Boost logo

Boost :

Subject: Re: [boost] interest in structure of arrays container?
From: Michael Marcin (mike.marcin_at_[hidden])
Date: 2016-10-18 23:24:17


On 10/18/2016 10:55 AM, Andreas Schäfer wrote:
> On 10:29 Tue 18 Oct , Larry Evans wrote:
>> The purpose of item:
>>
>> * sizeof...(Ts) allocations could be a single large block
>>
>> is to just require 1 heap allocation instead of N, where N
>> is the number of vectors in soa<T1,T2,...,TN>?
>
> One benefit of this would be that transferring such a container to
> another address space (think MPI or CUDA) would become much simple.
>

It also reduces the size of your handle structure (the structure the
holds the pointer to the data). Otherwise every additionally member adds
~24 bytes for a simple tuple< vector<Ts>... > or sizeof(T*) bytes at a
minimum for separately allocated blocks.

It also can reduce the size of an iterator to a view of the data or
remove an indirection from it depending on implementation.

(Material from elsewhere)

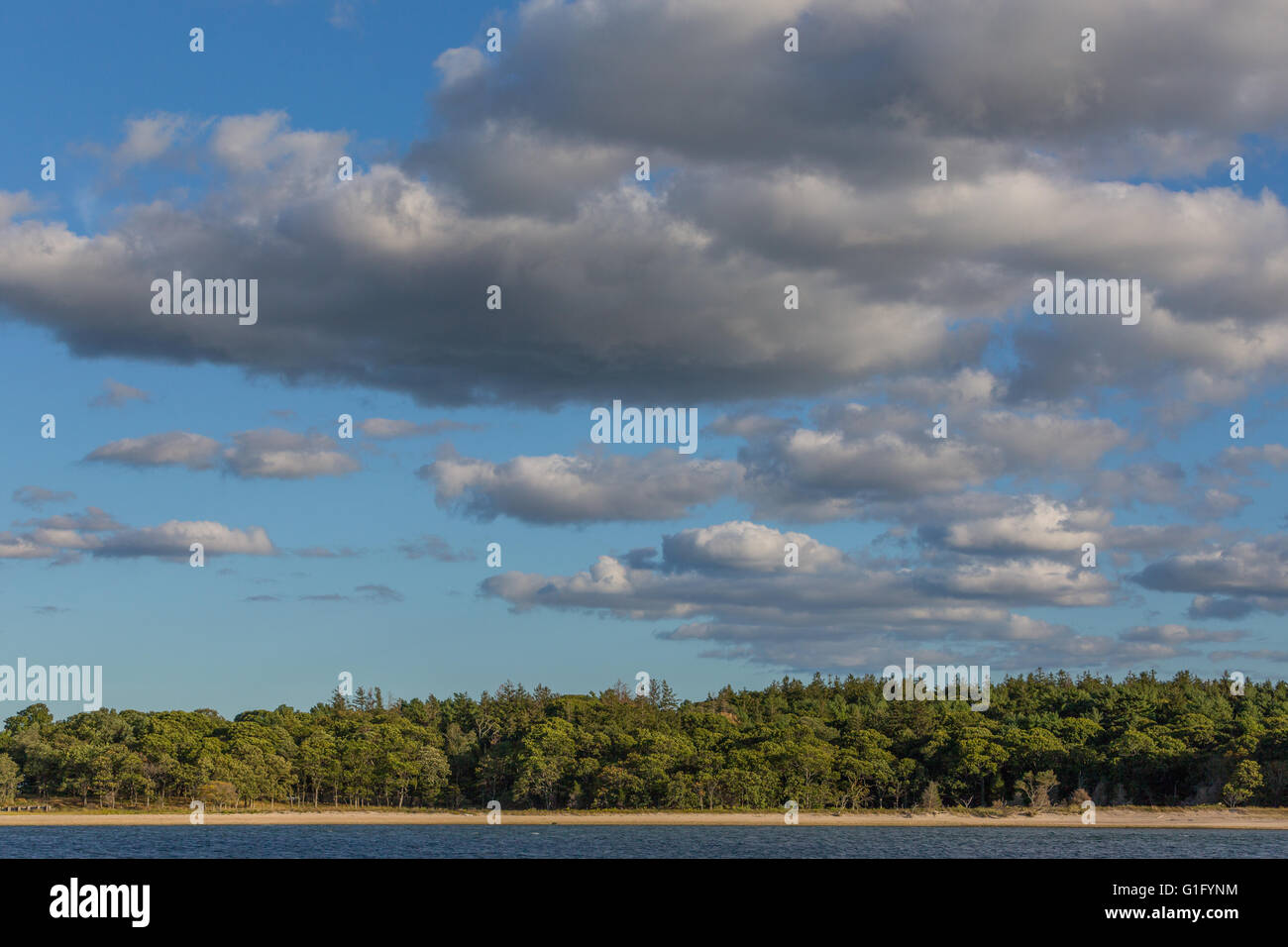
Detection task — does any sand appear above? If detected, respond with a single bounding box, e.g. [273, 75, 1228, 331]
[0, 806, 1288, 831]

It has a nice benefit that the size of the handle + body (alloc'd data
block) for a soa_vector would be identical to that of a normal AoS
vector containing the same data.

If a solution ticked all the other boxes and dropped this one, I'd be
fine with that. There's quite a bit of complexity involved with
calculating the offsets with a dynamic capacity and potentially
arbitrary alignment requirements on internal subarrays.

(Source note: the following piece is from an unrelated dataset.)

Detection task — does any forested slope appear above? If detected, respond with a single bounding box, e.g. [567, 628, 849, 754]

I'm also not sure how to reconcile it with another frequent SoA
optimization. Replace bools or small enums/ints with an array of bit
packed data.

For example the alive bool in the particle_t elsewhere in this thread
could be stored as a bit_vector which can be a size and speed win.

As seen in the soa_emitter_sse_opt_t addition here:
http://codepad.org/eol6auRN

AoS in 5.8485 seconds
SoA in 4.06838 seconds
SoA flat in 3.99157 seconds
SoA Static in 5.26953 seconds
SoA SSE in 3.53028 seconds
SoA SSE opt in 2.98845 seconds

P.S. this also shows an improved soa_emitter_t which generates much
better code (vs2015) when vector.data() is cached for each member before
the loop. Improves SoA update from 191 instructions to 52 instructions
and roughly 2x speedup for small (~25k) datasets, but is still more than
the 36 instructions required for AoS update.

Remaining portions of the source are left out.